Welcome to my Weekend Coffee Share, hosted by Natalie at https://natalietheexplorer.home.blog/
It’s 9:59 a.m. here in Jacksonville, Florida and sitting at about 50 degrees. Nonetheless, our Florida sun is shining vigorously. My coffee is half-caff with almond milk and honey. Have whatever you like and join in the conversation!
Please excuse my bedhead, however. 🙂 I slept until 9:30 this morning. Sleep: what a glorious thing it is! There was a brief wake-up when I heard my son’s alarm and his shower running. I had to take the phone and knock on the bathroom door so he would make it stop; evidently I don’t know how. He was out the door and went to the gym. I returned to the world of dreams. I needed that sleep. Work has been hectic and life with my grown son at home has been taxing.
He’s moving out next week. This should be a good thing for my stress levels. However, he has been bullheaded and agitated leading up to this move. His move was at my request, though I thought he’d take a few months to save up. He won’t be far away, so that’s good. Still, he is increasingly irritated when I ask questions or give him reminders, as if he is offended and just can’t wait to get away from me. Well, I worry. I’ll have to give myself a number, and that is the number of times I’m allowed to contact him during the week. Only one or two, and I’ll have to stick to it, because I know it’s better for my own health and well-being. There have been too many near-misses, mishaps, ER visits and accidents that I have seen him through. You may be thinking, I see why you worry then. However, he’ll be twenty-five in two weeks. It is time for his next phase, and I can just hope he will step up and show more maturity with spending and responsibility to take care of himself.

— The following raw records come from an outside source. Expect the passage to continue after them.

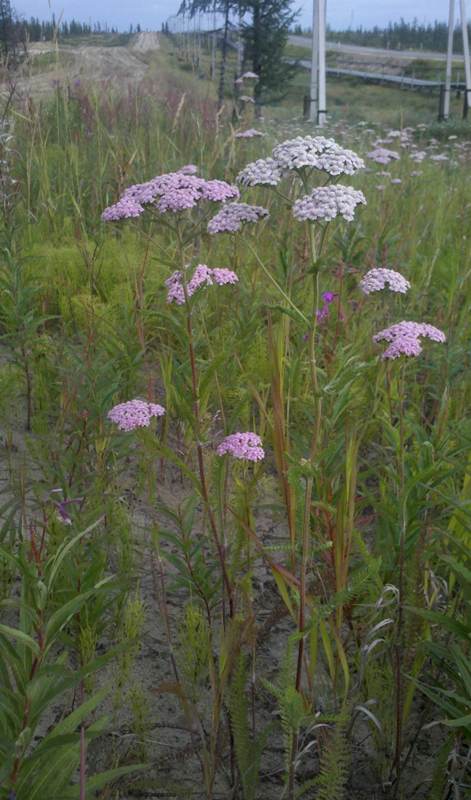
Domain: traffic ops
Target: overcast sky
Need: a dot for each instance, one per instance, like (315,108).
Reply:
(151,13)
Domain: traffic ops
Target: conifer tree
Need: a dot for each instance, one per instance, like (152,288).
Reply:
(265,33)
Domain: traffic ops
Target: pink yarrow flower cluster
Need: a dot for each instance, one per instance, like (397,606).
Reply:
(404,338)
(134,414)
(173,192)
(246,446)
(250,133)
(232,216)
(202,276)
(383,156)
(379,278)
(328,202)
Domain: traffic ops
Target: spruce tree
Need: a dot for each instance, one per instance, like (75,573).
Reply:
(265,33)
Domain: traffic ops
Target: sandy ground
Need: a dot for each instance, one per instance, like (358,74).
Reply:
(86,62)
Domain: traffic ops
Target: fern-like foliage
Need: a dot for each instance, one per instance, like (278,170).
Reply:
(248,750)
(334,763)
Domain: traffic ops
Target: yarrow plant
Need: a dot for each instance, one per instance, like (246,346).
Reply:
(250,133)
(134,414)
(245,446)
(263,172)
(328,202)
(202,276)
(405,336)
(232,216)
(382,155)
(173,192)
(300,155)
(317,152)
(379,278)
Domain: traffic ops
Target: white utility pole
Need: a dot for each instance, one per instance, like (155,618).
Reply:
(467,66)
(449,60)
(321,111)
(317,94)
(314,87)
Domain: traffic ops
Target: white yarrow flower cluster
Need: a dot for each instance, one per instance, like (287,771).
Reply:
(317,152)
(264,171)
(303,152)
(328,202)
(379,278)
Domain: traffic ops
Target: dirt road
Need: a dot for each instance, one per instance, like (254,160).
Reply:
(86,62)
(376,52)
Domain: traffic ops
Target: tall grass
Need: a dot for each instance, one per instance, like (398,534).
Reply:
(305,587)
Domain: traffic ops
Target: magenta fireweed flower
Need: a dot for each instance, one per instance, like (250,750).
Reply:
(173,192)
(383,156)
(202,276)
(327,202)
(379,278)
(404,338)
(134,414)
(246,446)
(323,313)
(232,216)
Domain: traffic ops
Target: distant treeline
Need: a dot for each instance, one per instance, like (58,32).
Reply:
(399,36)
(16,32)
(36,30)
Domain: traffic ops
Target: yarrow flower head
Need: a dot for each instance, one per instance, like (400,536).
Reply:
(383,156)
(264,171)
(174,192)
(379,278)
(246,446)
(232,216)
(316,152)
(202,276)
(328,202)
(250,133)
(134,414)
(404,338)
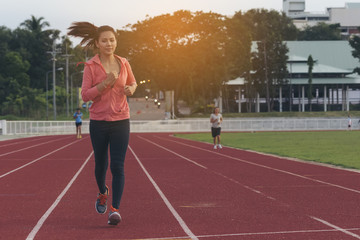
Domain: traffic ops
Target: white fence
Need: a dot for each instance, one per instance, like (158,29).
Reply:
(183,125)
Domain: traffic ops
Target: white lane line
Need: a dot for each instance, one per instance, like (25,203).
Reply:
(187,159)
(19,150)
(267,167)
(217,173)
(166,201)
(336,227)
(21,142)
(223,236)
(29,163)
(37,227)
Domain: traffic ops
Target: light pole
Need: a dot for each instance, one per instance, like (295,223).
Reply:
(71,90)
(47,84)
(53,54)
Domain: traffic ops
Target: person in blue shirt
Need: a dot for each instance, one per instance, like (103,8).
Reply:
(78,122)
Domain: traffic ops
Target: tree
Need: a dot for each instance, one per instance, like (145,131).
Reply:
(33,43)
(355,44)
(310,63)
(320,31)
(269,29)
(184,51)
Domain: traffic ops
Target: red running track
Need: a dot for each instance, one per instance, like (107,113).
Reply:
(175,189)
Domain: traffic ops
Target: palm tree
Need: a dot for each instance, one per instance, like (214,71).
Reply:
(35,25)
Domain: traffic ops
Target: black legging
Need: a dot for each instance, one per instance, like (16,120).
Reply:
(116,135)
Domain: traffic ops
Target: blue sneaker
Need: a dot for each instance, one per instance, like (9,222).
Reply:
(114,216)
(100,204)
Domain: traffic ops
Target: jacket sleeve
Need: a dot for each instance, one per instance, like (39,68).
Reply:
(131,78)
(89,90)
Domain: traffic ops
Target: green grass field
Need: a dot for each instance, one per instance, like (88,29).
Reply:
(339,148)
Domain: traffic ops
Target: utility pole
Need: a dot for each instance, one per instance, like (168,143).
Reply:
(67,56)
(53,54)
(267,79)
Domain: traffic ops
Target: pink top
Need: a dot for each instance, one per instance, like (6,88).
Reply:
(110,104)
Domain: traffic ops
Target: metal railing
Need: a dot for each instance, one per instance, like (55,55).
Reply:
(183,125)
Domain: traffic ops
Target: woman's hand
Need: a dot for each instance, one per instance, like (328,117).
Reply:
(129,90)
(111,79)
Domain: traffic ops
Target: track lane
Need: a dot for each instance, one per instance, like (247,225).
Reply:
(215,204)
(25,195)
(225,207)
(143,211)
(24,156)
(327,202)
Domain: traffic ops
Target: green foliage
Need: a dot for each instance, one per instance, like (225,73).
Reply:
(268,61)
(193,53)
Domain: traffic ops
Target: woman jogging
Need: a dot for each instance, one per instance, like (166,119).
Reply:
(216,120)
(107,81)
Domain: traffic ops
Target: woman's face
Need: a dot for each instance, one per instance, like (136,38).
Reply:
(106,43)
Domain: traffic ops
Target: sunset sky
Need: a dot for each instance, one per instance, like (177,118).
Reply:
(119,13)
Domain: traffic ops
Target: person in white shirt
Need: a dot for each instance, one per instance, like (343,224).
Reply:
(216,120)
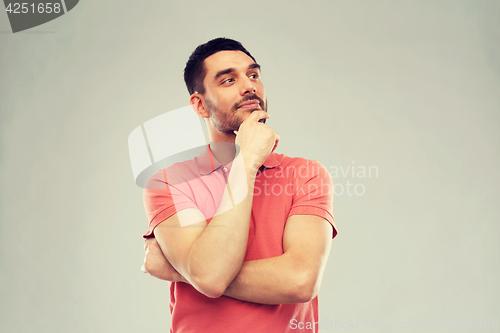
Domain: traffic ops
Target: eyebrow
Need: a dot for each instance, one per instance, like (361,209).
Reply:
(230,70)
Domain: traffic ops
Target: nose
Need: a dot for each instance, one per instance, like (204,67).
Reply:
(248,87)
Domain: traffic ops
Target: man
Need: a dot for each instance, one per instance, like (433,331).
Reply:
(246,252)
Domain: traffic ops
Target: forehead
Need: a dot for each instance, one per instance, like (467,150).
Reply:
(226,59)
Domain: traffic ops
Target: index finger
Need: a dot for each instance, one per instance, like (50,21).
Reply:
(148,242)
(258,115)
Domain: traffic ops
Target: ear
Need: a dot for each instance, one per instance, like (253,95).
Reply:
(197,102)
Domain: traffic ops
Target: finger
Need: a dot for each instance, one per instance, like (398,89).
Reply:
(258,115)
(277,140)
(148,241)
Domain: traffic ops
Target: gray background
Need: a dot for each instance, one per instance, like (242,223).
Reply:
(411,87)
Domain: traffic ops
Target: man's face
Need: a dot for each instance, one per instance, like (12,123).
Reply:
(233,89)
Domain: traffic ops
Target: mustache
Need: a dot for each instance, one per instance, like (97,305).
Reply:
(248,98)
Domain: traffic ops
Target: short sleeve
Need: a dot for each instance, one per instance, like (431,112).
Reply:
(314,195)
(162,200)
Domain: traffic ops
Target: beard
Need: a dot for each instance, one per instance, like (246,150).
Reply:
(228,122)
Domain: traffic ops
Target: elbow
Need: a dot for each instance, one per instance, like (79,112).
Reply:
(210,288)
(307,289)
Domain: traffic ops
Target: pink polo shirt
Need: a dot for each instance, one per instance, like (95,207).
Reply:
(284,187)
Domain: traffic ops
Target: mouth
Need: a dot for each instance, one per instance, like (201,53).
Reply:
(252,104)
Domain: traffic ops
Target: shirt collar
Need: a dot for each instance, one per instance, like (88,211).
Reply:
(207,163)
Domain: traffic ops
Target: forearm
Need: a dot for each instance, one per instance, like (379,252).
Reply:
(216,256)
(277,280)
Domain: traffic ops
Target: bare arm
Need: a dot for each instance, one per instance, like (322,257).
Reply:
(293,277)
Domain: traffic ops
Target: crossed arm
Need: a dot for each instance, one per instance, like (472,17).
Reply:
(293,277)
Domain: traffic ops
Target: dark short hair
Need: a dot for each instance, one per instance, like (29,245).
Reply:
(195,71)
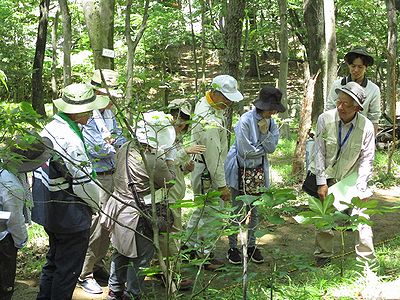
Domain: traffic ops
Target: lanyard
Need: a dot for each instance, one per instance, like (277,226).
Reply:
(340,142)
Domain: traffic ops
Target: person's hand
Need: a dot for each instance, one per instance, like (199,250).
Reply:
(263,125)
(195,149)
(189,166)
(225,193)
(322,191)
(109,140)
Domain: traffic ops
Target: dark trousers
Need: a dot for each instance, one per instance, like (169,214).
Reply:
(64,264)
(8,265)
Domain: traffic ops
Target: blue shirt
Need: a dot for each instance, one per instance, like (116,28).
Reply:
(102,153)
(12,198)
(250,147)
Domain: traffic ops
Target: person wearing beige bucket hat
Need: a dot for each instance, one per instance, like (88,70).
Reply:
(344,147)
(65,193)
(358,60)
(133,249)
(14,195)
(103,137)
(208,129)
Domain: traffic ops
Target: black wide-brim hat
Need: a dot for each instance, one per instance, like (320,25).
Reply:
(269,99)
(369,60)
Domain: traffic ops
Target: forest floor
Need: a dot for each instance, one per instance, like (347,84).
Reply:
(290,240)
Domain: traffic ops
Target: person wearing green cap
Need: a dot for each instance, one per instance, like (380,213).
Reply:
(358,60)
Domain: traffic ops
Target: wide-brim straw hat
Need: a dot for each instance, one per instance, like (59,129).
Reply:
(111,80)
(156,130)
(79,98)
(355,91)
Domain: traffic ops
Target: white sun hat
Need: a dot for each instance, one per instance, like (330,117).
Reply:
(79,98)
(182,104)
(111,80)
(227,85)
(155,130)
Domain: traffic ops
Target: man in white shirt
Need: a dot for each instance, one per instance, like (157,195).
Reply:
(344,144)
(358,60)
(209,130)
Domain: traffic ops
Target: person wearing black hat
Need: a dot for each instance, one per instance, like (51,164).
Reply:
(14,195)
(358,60)
(257,134)
(344,147)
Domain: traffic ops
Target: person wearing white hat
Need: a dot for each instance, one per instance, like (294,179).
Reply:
(102,137)
(14,195)
(358,60)
(130,235)
(65,193)
(344,145)
(209,129)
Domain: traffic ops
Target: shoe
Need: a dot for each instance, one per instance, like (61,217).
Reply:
(255,255)
(101,275)
(233,256)
(322,261)
(121,296)
(90,285)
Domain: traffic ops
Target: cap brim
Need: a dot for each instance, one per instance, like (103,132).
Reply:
(99,103)
(269,107)
(347,92)
(234,97)
(27,166)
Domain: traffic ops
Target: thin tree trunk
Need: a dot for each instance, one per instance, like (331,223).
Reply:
(391,72)
(330,38)
(196,66)
(54,56)
(67,33)
(37,72)
(99,18)
(132,45)
(304,126)
(283,64)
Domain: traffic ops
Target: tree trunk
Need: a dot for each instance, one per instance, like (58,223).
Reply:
(284,62)
(304,127)
(67,33)
(37,73)
(232,39)
(132,45)
(330,36)
(391,71)
(99,18)
(314,21)
(54,57)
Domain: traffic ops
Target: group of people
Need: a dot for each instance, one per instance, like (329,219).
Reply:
(90,183)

I am one of those people who can get really tense, and I’ve been feeling that. It leads to more aches and pains, something I’m quite familiar with, having had several of my own injuries and in the last few years, having been diagnosed with arthritis and now, poly-arthritis. I was tested for RA and it came up negative, which is good. I’ve had my share of accidents and slips that may lead to recurring pain as well. I’ve read a lot about healing and dealing with emotions that may have surrounded an incident. I’m trying. I don’t think the pain is strictly emotional, but that these things react to each other. Part of my healing is likely dealing with past emotions and putting them in their place (which is a raging, burning dumpster that I will send off into a mysterious river by night).
My childhood emotions aside, and the numerous times of teen imbalance when I just fell off of stairs out of the blue aside, the first thing I remember is a car accident with my friend driving at age 20 when my head hit her windshield. I had no seatbelt on. I seemed okay, the paramedic said I looked catatonic, but no medical treatment. I made a little crack on her windshield.
When I was 24, living in Tulsa during my ill-fated engagement before my ill-fated marriage, I slipped and fell on my back on some ice. Also at this time, I caught a TV on my knee at work when a fellow salesman was trying to hook it up and it slipped out of the cabinet. I had gotten on my knees hoping to catch it with my hands and use my knee as backup. Stupid things we do in our youth, you know. My not reporting it was also stupid.
At age 25, I was married, and my husband was driving the car behind a foolish young girl who kept breaking. He sped to get in front of her. We had to stop in a long line of cars, but she just barreled into the back of us, and we had a ten car fender bender. I got x-rays and had physical therapy that time.
Let’s make a long story short, and I’ll sum it up with, a few more car accidents, one of them in 2016 setting off anxiety in me and possibly causing some lingering claustrophobia. Then, there’s the one my son was in that landed him in trauma and ICU for a few days with a head injury. I was not involved, but waiting in the ER with no word of his condition for a few hours and then hearing the details of the accident caused me to envision it all in my mind, and how it could have ended up differently. He suffers no recall of the actual accident to this day.
Until a few moments ago, I had written event by event, and then my laptop froze, forcing me to exit out and come back into WordPress to finish. I’ve lost a few paragraphs. Maybe it helped me to get it all out but would not have helped my readers. Suffice it to say, the physical injuries we sustain are not as harmful until we emotionally take them to heart. Our emotional reaction to our injuries can impede our healing. Dealing with our emotions can really aid our physical healing.
I’ve spent a few days this week starting my morning with morning meditations through the DARE app (for addressing anxiety) and Youtube videos of positive affirmations involving gratitude for everything that is wonderful. I had no idea my post today would seem as dark as it is, but sometimes you throw the bottle into the ocean and it goes its own way, goes with the tides, or takes a path determined by fate. I do see the need for more gratitude. I promise you I will soon write the post, as it is long overdue. Now I am trying to get motivated to get my exercise in today.
Thank you for bearing with me as the subject took a turn today. I suppose it’s what I needed to talk about. What are you going through? Perhaps some of you can relate to my struggles as of late. I am not fearful; I am making progress. There is hope in that! Have a great Easter weekend, and enjoy the holiday or the coming of Spring, whichever you celebrate.